1964 Waterbury State Technical Institute, the precursor to Waterbury State Technical College, starts holding classes.
1966 Waterbury State Technical College, located in Founders’ Hall, graduates 13 students, including Henry Cipriano, a future business faculty member.
1967 Mattatuck Community College enrolls its first students. Dr. Charles B. Kinney, Jr., is the first president. Classes take place in the evenings at Kennedy High School. Tuition for full-time students is $50 per semester. Classes start at 2:30 pm (after dismissal of the high school students) and end at 10 pm.
“In retrospect, the whole first year was an act of faith. Students enrolled knowing nothing about any college facilities, the caliber of the faculty, or the ability of the administrative staff… The unique atmosphere which pervades any new undertaking affected both faculty and students… They were the ones who would create tradition. They would not let the many deficiencies get in the way of teaching and learning. For me, as president, it was the most exciting and the most fulfilling year of my educational career.” - - Dr. Charles Kinney
1968 The college seal, carved into the ceremonial mace, is first used at President Kinney’s inauguration. The circular design consists of a central flame representing intellect and imagination generated by a stylized bird, a symbol of the breath of life to the Native Americans of this region, carrying an arrow, a symbol of perseverance. Seven flames, representing the sun, radiate outward.
1969 Ralph Nader and Dick Gregory speak as part of the Concerns for Waterbury program.

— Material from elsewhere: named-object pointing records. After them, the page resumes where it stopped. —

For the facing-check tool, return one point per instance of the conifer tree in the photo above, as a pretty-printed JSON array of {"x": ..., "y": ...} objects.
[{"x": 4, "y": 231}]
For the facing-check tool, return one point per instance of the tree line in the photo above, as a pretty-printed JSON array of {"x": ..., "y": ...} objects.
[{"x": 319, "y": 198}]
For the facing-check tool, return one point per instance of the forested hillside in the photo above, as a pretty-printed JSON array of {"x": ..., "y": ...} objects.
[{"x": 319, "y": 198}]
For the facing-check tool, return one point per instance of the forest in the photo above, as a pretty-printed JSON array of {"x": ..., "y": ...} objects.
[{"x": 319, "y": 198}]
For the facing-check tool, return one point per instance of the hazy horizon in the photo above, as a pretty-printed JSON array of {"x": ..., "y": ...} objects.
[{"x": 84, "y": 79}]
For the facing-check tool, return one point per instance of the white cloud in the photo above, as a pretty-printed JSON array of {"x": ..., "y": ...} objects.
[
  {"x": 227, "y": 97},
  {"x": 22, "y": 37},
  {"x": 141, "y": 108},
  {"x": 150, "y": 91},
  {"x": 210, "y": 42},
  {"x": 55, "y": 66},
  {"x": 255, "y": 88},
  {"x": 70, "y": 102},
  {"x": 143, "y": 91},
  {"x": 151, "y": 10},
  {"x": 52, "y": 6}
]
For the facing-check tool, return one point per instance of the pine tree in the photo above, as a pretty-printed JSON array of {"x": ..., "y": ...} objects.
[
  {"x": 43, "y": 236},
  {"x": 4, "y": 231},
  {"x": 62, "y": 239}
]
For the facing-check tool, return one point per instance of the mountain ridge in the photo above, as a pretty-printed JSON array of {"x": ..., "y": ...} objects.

1970 The State of Connecticut designates $5 million to build a Higher Education Complex. Although many want the campus to be downtown, the current site on Chase Parkway is eventually deemed “more accessible,” not only for Waterbury residents but also for commuters from nearby cities.

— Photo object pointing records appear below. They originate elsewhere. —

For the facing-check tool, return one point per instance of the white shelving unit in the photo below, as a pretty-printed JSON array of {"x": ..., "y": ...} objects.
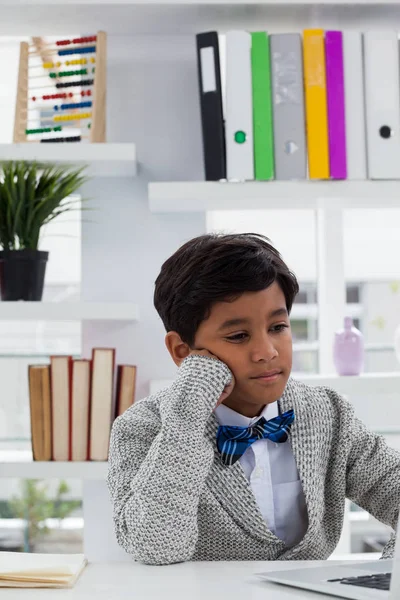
[
  {"x": 186, "y": 16},
  {"x": 104, "y": 160},
  {"x": 69, "y": 311},
  {"x": 20, "y": 465},
  {"x": 198, "y": 196}
]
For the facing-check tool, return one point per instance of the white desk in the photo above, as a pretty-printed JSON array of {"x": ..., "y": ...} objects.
[{"x": 184, "y": 581}]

1971 Mattatuck Community College moves from Kennedy High School to a converted bowling alley on Harvester Road. With this move, the college is fully accredited by the New England Association of Colleges and Secondary Schools for the first time.
“Train tracks ran no more than 15 feet away from the building. Every time a train went by you had to stop talking because no one could hear you.” - - Prof. Jim Pronovost
1972 Faculty picket for union representation.

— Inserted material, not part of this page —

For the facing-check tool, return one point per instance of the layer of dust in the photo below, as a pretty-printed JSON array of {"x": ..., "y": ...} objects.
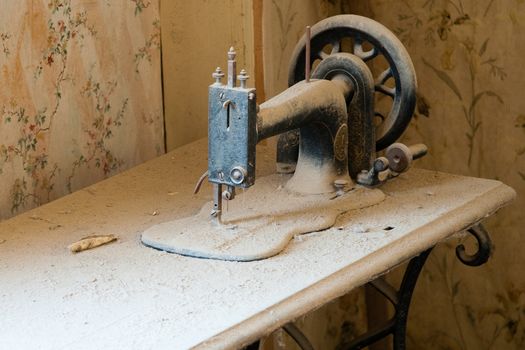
[
  {"x": 258, "y": 224},
  {"x": 128, "y": 296}
]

1974 To gain more space and relieve some of the overcrowding, pre-fabricated buildings are established for Mattatuck Community College at the site of Waterbury State Technical College.
1976 MCC offers General Biology 103 as an auto-tutorial, enabling students to listen to taped lectures, conduct experiments and review for weekly tests at their own pace.
1977 Mattatuck Community College building (now Kinney Hall) is completed.
1980 University of Connecticut building (now Ekstrom Hall), with facilities for math and science, is completed. Dr. Patricia Yarborough becomes the second President of Mattatuck Community College, and Charles A. Ekstrom is inaugurated as President of Waterbury State Technical College in the joint ceremony.
1981 The first flower (an impatiens) blooms in the college’s new greenhouse.
1982 An accreditation team from NEASC visits MCC during the week of October 18. Comprised of administrators from area community colleges, the team meets separately with MCC students, continuing education students and faculty/administrators in order to gauge their feelings towards the school.
Ms. Coyne, a member of the NEASC team, reports, “It is unusual to find such modern and extensive facilities at a community college.” Dr. Yarborough resigns in June and the Board of Trustees call on Dr. Kenneth Summerer to be the interim president.
1984 Dr. Richard L. Sanders becomes MCC president on July 1, 1984.
1992 Mattatuck Community College and Waterbury State Technical College are merged to form Naugatuck Valley Community-Technical College by the Connecticut General Assembly.